In the mid-nineteenth century, the French poet Charles Baudelaire wrote about a new kind of city-dweller -- the "flâneur," or urban stroller, a "botanist of the street" who "walks the city in order to experience it." He'd be surprised at how we walk the city today. Armed with GPS-enabled smartphones that pinpoint our locations on a constantly shifting, data-saturated city map, we're no longer explorers but tacticians, calculating the quickest route between points A and B. Now it looks like the same tactical revolution is coming to the world of taxicabs. Passengers are now able to use smartphone software to share cabs and save money (costing cabbies business in the process). Meanwhile, as Marisa Plumb explains in the IEEE Spectrum, an engineering magazine, researchers are mining GPS data to optimize cabbie performance. An international team of software engineers is figuring out how to make drivers better at finding passengers, asking which strategies work best for the top-performing drivers.
What's his strategy?
On the passenger side, ride-sharing apps like CabCorner, available for Apple's iPhone, let prospective passengers with similar destinations find one another on the street to share a cab. The service, which launched in 2009, aims to save passengers money. But such services also reduce the number of fares available for cab drivers, who work in a low-margin, high fixed cost business, and are, therefore, just barely profitable. (That's why Boston cab drivers have negotiated higher fares.) Software like CabCorner is based on GPS, which lets a central computer system figure out where prospective passengers are located and where they might meet up. GPS, however, can be used in the opposite direction: to tell drivers where and how they ought to pick up passengers. Plumb, reporting on a recent "pervasive computing" conference in Seattle, explains how researchers have used data from a GPS-enabled taxi fleet in Hangzhou, China to analyze taxi pickup strategy.
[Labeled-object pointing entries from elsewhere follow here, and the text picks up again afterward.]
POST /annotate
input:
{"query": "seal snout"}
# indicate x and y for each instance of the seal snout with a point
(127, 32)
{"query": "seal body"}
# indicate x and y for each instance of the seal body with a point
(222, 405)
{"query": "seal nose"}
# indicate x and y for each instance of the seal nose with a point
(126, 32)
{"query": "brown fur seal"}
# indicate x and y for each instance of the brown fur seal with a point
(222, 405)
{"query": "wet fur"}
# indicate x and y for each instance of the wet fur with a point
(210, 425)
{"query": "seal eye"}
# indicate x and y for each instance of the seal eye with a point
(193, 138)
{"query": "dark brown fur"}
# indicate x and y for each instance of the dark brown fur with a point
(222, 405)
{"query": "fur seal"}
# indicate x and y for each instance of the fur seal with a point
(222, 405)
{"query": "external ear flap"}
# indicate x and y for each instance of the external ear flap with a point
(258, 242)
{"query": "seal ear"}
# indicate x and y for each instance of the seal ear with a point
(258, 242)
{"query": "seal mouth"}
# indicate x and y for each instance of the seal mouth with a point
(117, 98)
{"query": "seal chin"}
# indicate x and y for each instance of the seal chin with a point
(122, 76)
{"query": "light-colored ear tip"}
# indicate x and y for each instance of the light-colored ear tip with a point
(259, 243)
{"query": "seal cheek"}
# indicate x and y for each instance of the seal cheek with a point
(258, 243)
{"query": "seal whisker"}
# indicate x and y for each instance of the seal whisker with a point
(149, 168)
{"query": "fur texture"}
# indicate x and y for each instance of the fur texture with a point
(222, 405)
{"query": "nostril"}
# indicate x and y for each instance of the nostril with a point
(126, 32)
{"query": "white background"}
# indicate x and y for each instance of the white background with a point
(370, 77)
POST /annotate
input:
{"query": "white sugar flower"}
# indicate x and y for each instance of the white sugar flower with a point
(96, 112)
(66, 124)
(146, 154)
Cabbies work within a complicated decision matrix: every passenger picked up and dropped off presents a decision-point. Take a passenger to a distant neighborhood, or leave him standing on the corner? Drive back to the city center, or stay put, save gas, and hope for a new fare? Those decisions unfold differently depending on time of day and location. But staying put, it turns out, generally pays less than roaming around: the study, Plumb writes, shows that "the top 10 performing drivers -- those who had the highest number of passenger pickups overall -- consistently chose to hunt for passengers or drive back to a busy area after drop-offs." Daqing Zhang, a researcher, says that the next step is to figure out which routes these constantly-driving cabbies ought to take to pick up the most passengers. Those recommendations could eventually be built directly into taxicab GPS systems.
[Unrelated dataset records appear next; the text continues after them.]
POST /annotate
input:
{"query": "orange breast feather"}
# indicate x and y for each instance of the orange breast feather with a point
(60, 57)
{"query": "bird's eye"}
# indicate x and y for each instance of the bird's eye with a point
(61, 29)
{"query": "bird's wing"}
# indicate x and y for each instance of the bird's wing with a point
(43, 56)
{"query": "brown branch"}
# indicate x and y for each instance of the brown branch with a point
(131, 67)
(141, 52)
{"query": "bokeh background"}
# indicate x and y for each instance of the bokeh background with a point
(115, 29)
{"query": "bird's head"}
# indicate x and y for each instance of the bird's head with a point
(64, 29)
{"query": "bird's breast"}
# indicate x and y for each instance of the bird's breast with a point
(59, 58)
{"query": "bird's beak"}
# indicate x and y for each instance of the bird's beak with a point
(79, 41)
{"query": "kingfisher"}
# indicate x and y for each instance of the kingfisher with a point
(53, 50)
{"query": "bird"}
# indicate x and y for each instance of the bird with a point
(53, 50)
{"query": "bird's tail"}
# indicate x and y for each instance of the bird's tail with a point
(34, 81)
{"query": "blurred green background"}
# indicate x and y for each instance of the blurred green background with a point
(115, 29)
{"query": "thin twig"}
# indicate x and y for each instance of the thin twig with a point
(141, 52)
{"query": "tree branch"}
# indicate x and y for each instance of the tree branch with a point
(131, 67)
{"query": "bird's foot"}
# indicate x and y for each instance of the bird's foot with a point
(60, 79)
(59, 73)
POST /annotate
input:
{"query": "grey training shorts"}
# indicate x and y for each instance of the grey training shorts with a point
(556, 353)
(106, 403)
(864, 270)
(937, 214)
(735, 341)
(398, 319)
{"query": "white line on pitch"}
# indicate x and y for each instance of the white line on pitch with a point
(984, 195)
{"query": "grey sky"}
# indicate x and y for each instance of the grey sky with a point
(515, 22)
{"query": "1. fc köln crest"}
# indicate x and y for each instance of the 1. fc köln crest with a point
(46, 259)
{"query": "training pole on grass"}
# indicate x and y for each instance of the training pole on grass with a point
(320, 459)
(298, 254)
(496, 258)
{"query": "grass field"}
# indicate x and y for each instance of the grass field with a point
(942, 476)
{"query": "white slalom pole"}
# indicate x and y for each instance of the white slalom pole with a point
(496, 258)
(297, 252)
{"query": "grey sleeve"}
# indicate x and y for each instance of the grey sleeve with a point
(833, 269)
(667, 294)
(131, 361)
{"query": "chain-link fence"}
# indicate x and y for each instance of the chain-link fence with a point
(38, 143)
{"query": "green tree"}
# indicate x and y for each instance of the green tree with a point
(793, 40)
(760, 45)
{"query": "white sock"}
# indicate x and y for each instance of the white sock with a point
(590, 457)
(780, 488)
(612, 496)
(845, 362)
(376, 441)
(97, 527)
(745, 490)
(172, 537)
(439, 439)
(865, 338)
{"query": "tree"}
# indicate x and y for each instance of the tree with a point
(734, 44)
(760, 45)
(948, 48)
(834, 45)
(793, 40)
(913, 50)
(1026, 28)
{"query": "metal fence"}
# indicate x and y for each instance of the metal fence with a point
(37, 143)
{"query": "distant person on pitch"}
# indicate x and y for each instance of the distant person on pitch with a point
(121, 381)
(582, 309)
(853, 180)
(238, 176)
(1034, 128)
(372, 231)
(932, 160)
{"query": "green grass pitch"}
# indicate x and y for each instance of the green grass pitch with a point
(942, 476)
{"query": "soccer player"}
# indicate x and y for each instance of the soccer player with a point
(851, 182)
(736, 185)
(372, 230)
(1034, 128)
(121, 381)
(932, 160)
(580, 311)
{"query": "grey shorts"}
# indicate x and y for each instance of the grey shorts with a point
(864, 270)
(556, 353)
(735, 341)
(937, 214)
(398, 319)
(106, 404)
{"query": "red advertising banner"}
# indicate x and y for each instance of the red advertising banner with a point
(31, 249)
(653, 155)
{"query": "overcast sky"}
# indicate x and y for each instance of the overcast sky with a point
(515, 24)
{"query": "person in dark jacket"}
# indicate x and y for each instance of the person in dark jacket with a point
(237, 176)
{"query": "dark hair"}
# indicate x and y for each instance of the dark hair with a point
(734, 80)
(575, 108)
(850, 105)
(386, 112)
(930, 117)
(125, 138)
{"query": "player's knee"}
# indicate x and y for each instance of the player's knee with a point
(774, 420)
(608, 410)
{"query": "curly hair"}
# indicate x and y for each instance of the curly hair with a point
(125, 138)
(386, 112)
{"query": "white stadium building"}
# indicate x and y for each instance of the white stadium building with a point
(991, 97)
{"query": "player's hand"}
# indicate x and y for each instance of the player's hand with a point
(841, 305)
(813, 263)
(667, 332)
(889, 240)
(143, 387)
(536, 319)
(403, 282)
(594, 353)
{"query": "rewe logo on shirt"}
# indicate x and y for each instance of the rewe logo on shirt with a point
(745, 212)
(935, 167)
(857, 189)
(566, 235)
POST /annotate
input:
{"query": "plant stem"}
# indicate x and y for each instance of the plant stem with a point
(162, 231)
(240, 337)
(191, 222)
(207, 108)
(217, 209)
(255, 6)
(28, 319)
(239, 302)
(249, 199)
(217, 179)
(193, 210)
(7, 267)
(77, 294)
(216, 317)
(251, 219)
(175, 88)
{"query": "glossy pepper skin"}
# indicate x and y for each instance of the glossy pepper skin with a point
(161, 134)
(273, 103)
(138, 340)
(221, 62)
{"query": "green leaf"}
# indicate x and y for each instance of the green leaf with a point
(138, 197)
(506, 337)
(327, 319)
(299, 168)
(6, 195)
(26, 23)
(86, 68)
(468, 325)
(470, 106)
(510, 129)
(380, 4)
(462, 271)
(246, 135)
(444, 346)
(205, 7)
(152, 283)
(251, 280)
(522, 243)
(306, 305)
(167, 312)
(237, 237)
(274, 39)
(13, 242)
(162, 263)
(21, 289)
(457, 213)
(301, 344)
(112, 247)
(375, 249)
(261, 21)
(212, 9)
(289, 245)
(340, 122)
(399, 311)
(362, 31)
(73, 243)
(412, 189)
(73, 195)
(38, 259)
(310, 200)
But a city full of driver-optimized taxicabs, while it's more efficient for the drivers, might be less efficient for passengers waiting in or going to less busy areas. They may, in turn, look to software like CabCorner to game the system. As another group of researchers argues, a fleet of data-driven taxicabs, though more efficient in some ways, might actually end up being less efficient overall (or, as they put it, adversely effecting "socially motivated system optimization"). It seems inevitable that, someday soon, "intelligent recommendation systems" will be built into taxicab GPS displays, and into consumer smartphones. But whether passengers' and drivers' systems will work together or against one another is anybody's guess. Today, inefficiency is a natural part of the taxi system, shared equally by everyone. Tomorrow, it may be a hot potato, tossed from cabbies to drivers and back again.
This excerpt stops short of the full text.